ここでは、プロトコルを提案家フライカルボキシルエステラーゼタンパク質の in vitroバキュロウイルス媒介昆虫細胞発現系を生成し、後で機能的、それにより代謝ペルメトリンの役割を特徴づけるピレスロイドを授与セルベースの MTT アッセイと体外代謝研究を行うことにより抵抗。

要約

カルボキシルエステラーゼを介した代謝は、さまざまな昆虫の殺虫剤抵抗性に大きな役割を果たすと考えられます。いくつかのカルボキシルエステラーゼ遺伝子は、探検するために殺虫剤耐性での役割が残っているに対し、抵抗性イエバエフライひずみの調整を発見されました。ここでは、我々はカルボキシルエステラーゼの機能解析のためのプロトコルを設計しました。3 つの例の実験を紹介する: (1) 式とバキュロウイルス媒介昆虫ハスモンヨトウ frugiperda (Sf9) セル式システムによるカルボキシルエステラーゼタンパク質の分離(2) の細胞ベースの MTT (3-[4, 5-dimethykthiazol-2-イル]-2, 5-diphenyltetrazolium ブロマイド) 異なるペルメトリン治療昆虫細胞の耐性を測定する細胞毒性アッセイ(3)の in vitro代謝の研究ペルメトリンに向かってカルボキシルエステラーゼの代謝機能を調査します。MdαE7 抵抗性イエバエから複製されたカルボキシルエステラーゼ遺伝子系統 ALHF を飛ぶし、Sf9 細胞感染の組換えバキュロウイルスを作成するために使用します。異なるペルメトリン治療に対してセル目は、MTT アッセイを測定しました。パーメスリン抵抗性制御グループ (猫組換えバキュロウイルス感染細胞と GFP 遺伝子組換えバキュロウイルス感染細胞) の比較実験グループ (MdαE7 組換えバキュロウイルス感染細胞) の高められた細胞トレランス治療は、それにより化学損傷から細胞を保護する殺虫剤の代謝で MdαE7 の機能を提案しました。それに加えて、カルボキシルエステラーゼ蛋白質は昆虫 Sf9 細胞で発現され分離体外代謝研究を行うこと。かなりの in vitro代謝効率 MdαE7 のペルメトリン、殺虫剤の代謝でカルボキシルエステラーゼの関与を示す直接の方が示唆し、飛ぶため殺虫剤抵抗性の家を授与します。

概要

殺虫剤抵抗性は現在家はえ制御世界中¹^,²の主要な問題であります。殺虫剤抵抗性のメカニズムを容易にこの問題のより良い理解を決定するため、新しい戦略を効果的に防止したり、抵抗の開発³の拡散を最小限に努力。カルボキシルエステラーゼ、主要な解毒酵素の一つとして、多くの隔離と様々な昆虫⁴^,⁵^,⁶の殺虫剤の代謝における役割のため注目を集めています。私たちの以前の研究は家のハエで複数カルボキシルエステラーゼを識別しているの発現量恒常耐性 ALHF 株にまで規制がありませんがまたペルメトリン治療^{7 への応答で高い誘導のレベルをすることができます。}.ただし、殺虫剤の代謝におけるこれらのカルボキシルエステラーゼ遺伝子の機能的な特徴は、探検するために残ります。
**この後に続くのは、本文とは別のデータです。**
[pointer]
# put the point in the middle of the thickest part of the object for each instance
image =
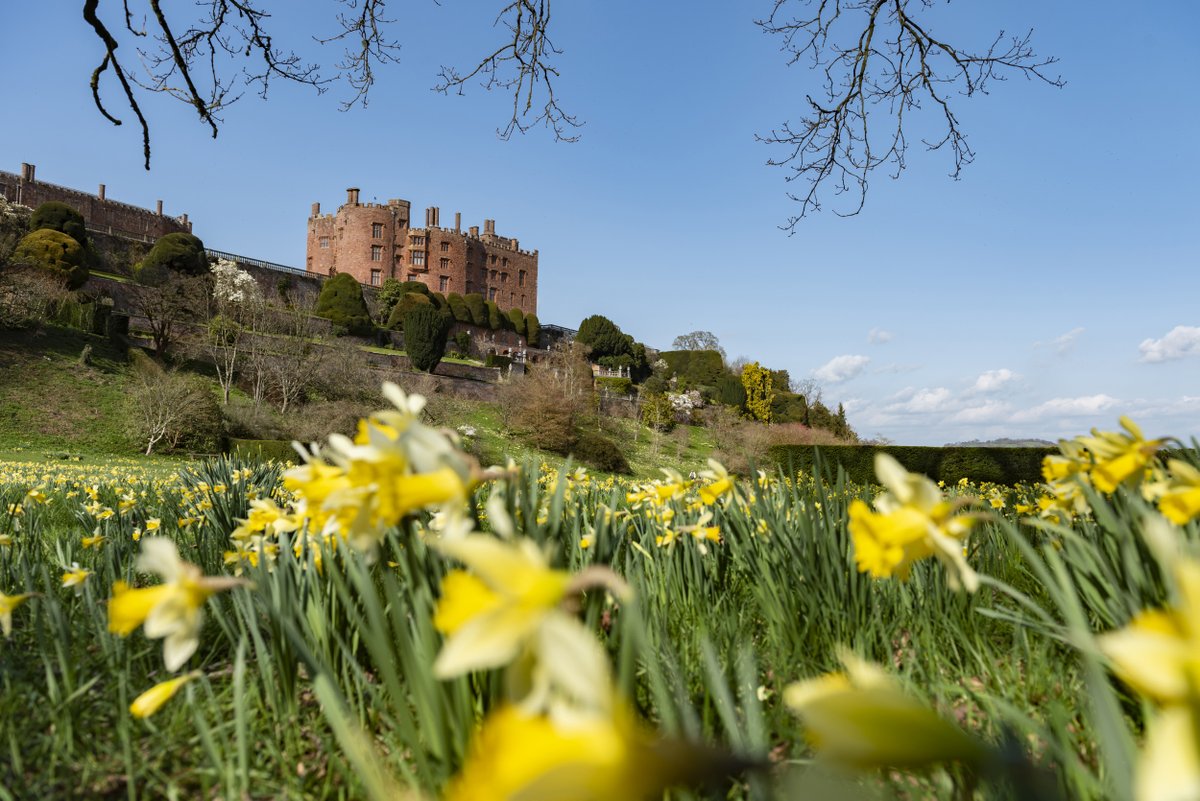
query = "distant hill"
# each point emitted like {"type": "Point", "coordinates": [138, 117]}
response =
{"type": "Point", "coordinates": [1003, 443]}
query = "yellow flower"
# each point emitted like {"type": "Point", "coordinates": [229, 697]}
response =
{"type": "Point", "coordinates": [1181, 500]}
{"type": "Point", "coordinates": [153, 699]}
{"type": "Point", "coordinates": [912, 522]}
{"type": "Point", "coordinates": [487, 616]}
{"type": "Point", "coordinates": [864, 720]}
{"type": "Point", "coordinates": [76, 577]}
{"type": "Point", "coordinates": [7, 603]}
{"type": "Point", "coordinates": [172, 610]}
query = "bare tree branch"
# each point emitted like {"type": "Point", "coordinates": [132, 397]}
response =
{"type": "Point", "coordinates": [892, 67]}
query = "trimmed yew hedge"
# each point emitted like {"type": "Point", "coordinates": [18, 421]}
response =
{"type": "Point", "coordinates": [1000, 465]}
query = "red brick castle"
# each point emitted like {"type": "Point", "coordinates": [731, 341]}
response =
{"type": "Point", "coordinates": [375, 241]}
初期の 1980 年代⁸の最初のレポート以来高蛋白質生産効率性真核生物のタンパク質のプロセッシング機能⁹バキュロウイルスを介する遺伝子発現システムに広く採用されています。このバイナリシステムは 2 つの本質的な要素で構成される: 構築された組換えバキュロウイルスの宿主細胞と遺伝子組換えバキュロウイルスによる感染細胞による興味のあるタンパク質の大量発現に外国の遺伝子を提供します。過去十年にわたってバキュロウイルス媒介電池式システムは、組換えタンパク質、細胞質酵素から昆虫の膜結合型蛋白質に至るまでの数千を生成する広く使用されています、哺乳類細胞の¹⁰。私たちの以前の研究は正常にこのシステム¹¹Sf9 昆虫細胞での複数の CYP450 酵素を表明しています。本研究で我々は Sf9 昆虫細胞に感染するカルボキシルエステラーゼ組換えバキュロウイルスを構築、異なるペルメトリン治療し、大規模な表現カルボキシルエステラーゼタンパク質の in vitroの免疫寛容を検討機能探査。以前研究¹²^,¹³で採択された「昆虫ホモジュネートからの複数のカルボキシルエステラーゼアイソザイムの混合物を調査して、代わりこのバキュロウイルス媒介昆虫細胞発現系により特定の式とターゲットタンパク質の生化学的および構造特性より良い評価のための分離。

テトラゾリウム塩を用いた測定 (MTT) は、高スループットの比色定量法を開発し、細胞生存率を測定するために最適化されました。このアッセイは、生細胞のみがこの分析できる有機溶剤¹⁴^{に溶解した後、暗い紫色着色された塩の沈殿物に黄色の MTT の試薬を代謝できるメカニズムに基づいています} ¹⁵。トリパンブルー色素排除とチミジン滴定分析¹⁶^,¹⁷などの時間のかかる方法がより正確なのいくつかは近年開発されています。ただし、MTT の細胞に基づく試金はまだ現在、細胞生存率を迅速に検出する最も迅速かつ簡単に操作の方法として認識されます。ここでは、MTT の試金を使用殺虫剤の治療に対して免疫寛容を探索します。強くカルボキシルエステラーゼ組換えバキュロウイルスに感染している場合に、セルの強化されたトレランスは、順番で殺虫剤抵抗性への関与を示唆している殺虫剤、カルボキシルエステラーゼの代謝の役割をサポートします。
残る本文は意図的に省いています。